Allan Wlk

Personal information
- Full name: Allan Steven Wlk Duré
- Date of birth: 1 March 2003 (age 23)
- Place of birth: Asunción, Paraguay
- Height: 1.88 m (6 ft 2 in)
- Position: Forward

Team information
- Current team: Lanús
- Number: 20

Youth career
- Nacional
- Olimpia

Senior career*
- Years: Team / Apps / (Gls)
- 2023–2026: Olimpia / 4 / (0)
- 2024: → Celaya (loan) / 32 / (8)
- 2025: → Ameliano (loan) / 14 / (1)
- 2025: → Atlante (loan) / 11 / (1)
- 2026: → Recoleta (loan) / 18 / (13)
- 2026–: Lanús / 1 / (0)

International career
- 2022–: Paraguay U20 / 8 / (8)

Medal record
Men's football
Representing Paraguay
South American Games
| Gold medal – first place | 2022 Asunción | Team |

= Allan Wlk =

Paraguayan footballer (born 2003)

Allan Steven Wlk Duré (born 1 March 2003) is a Paraguayan footballer who plays as a striker for Argentine Primera División club Lanús.

==Club career==
===Olimpia===
Wlk played at Club Nacional as a child but started playing for Club Olimpia from the age of 14 years old. He broke numerous goal scoring records as a teenager including one period where he scored 130 goals in 3 seasons of youth football. He signed a professional contract with Olimpia in 2021 lasting until 2025. He made his league debut for Olimpia on 12 March 2023 in a 2-1 win against Club General Caballero JLM.

=== Celaya (loan) ===
In January 2024, he signed on a season-long loan for Mexican side Celaya of the Liga de Expansión MX. He scored his first league goal for the club in the 91st minute against Cimarrones de Sonora to secure a 1-0 away win for his side.

==International career==
===South American Games: Gold medal and top scorer===
Wlk was the tournament top scorer as Paraguay won gold at the 2022 South American Games held in Paraguay between 4 and 12 October, 2022. His haul at the games of six goals in five games included a hat-trick against Peru. He also scored the only goal in the final as Paraguay beat Ecuador 1-0. Wlk was quoted as saying after the final; “This achievement is something unique that I will never forget, at the time I could not measure what we had achieved. I am very proud of this great group because we gave everything and we were fair winners of this gold medal”.

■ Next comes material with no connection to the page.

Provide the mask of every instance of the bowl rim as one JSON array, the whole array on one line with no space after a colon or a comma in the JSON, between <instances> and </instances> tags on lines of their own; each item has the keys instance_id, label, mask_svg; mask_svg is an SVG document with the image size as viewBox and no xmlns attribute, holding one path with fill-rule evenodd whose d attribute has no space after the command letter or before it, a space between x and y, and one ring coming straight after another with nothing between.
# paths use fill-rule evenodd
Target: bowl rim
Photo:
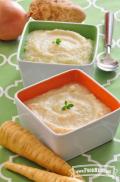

===South American U20 Championships===
Wlk was named in the Paraguay squad for the 2023 South American U-20 Championship held in Colombia which commenced in January 2023. He scored in Paraguay’s first two games, first against Colombia in a 1-1 draw, and second in a 2-1 win over Argentina.

==Personal life==
His father is called Cristhian Wlk. Regarding his surname, Wlk was quoted as saying to the radio station Universo 970AM "My great-grandfather came from the Czech Republic after the war, he arrived and settled in Colonia Independencia, I often visit the place."